Faël fronça les sourcils et se retourna vers le reste des jeunes adultes de la pièce avec un regard implacable.
— Comptez-vous accepter ou voulez-vous sortir maintenant ? leur demanda-t-il d'une manière à la fois imposante et douce.
Comme un seul homme, les trois filles et Lukas se levèrent et passèrent la porte, sous le regarder désapprobateur de l'Alpha, qui gardait encore le silence. Ne restait plus que Faël et Markus, debout devant la porte et Nathan, encore assit. Celui-ci gardait les yeux vissés au sol, la tête entre les mains.
— Papa, fit-il finalement en levant son regard rougit en direction de son paternel, je vais devoir en parler à maman.
Voyant le regard larmoyant et hargneux du garçon, le duo de Lycanthrope fila pour laisser le père et le fils en tête-à-tête, refermant la porte derrière eux.
Nathan soupira en se levant. Quelques pas le portèrent devant son père aux joues creusées par la souffrance et le sommeil. Il s'accroupit devant lui dans une posture de soumission, lui saisissant les mains pour lui partager sa chaleur.

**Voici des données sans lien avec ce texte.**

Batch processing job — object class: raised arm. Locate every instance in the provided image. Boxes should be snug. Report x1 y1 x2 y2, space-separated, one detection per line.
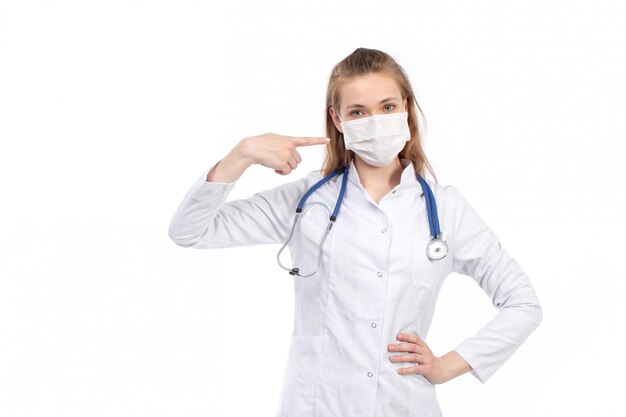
450 186 543 383
168 134 326 249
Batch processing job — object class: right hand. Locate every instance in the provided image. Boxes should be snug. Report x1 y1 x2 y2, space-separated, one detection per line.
242 133 330 175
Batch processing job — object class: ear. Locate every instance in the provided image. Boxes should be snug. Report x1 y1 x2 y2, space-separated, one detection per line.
328 107 343 133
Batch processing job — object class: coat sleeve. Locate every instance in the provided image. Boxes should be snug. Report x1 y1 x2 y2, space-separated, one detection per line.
450 186 543 383
168 159 316 249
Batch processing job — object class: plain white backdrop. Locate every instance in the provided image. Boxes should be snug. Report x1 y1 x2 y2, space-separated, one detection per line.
0 0 626 417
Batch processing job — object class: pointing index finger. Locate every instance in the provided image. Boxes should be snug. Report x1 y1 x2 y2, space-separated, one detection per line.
292 136 330 146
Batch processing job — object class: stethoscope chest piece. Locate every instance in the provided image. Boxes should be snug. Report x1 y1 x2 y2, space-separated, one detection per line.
426 237 448 260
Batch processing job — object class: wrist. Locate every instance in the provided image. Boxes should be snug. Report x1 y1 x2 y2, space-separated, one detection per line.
232 137 258 166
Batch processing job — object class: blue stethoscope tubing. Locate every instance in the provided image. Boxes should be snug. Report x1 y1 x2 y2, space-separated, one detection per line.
276 162 448 277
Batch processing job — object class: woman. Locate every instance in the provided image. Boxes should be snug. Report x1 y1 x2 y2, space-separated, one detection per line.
169 48 543 417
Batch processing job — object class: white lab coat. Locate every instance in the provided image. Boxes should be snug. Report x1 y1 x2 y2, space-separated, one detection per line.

— Ce n'est plus possible de continuer dans ces conditions, murmura-t-il à son père. Avec Rolf... nous pensions que ton attitude allait aller en s'améliorant mais... je suis vraiment désolé, papa. Mais tu ne vas plus pouvoir garder ta place d'Alpha.
Il aurait aimé voir son père se lever, vociférer et déclarer que tout n'était que foutaises, qu'il prouve qu'il agissait pour le bien de sa Meute, même si son point de vue était faussé. Mais il se contenta de regarder dans le vide, droit devant lui.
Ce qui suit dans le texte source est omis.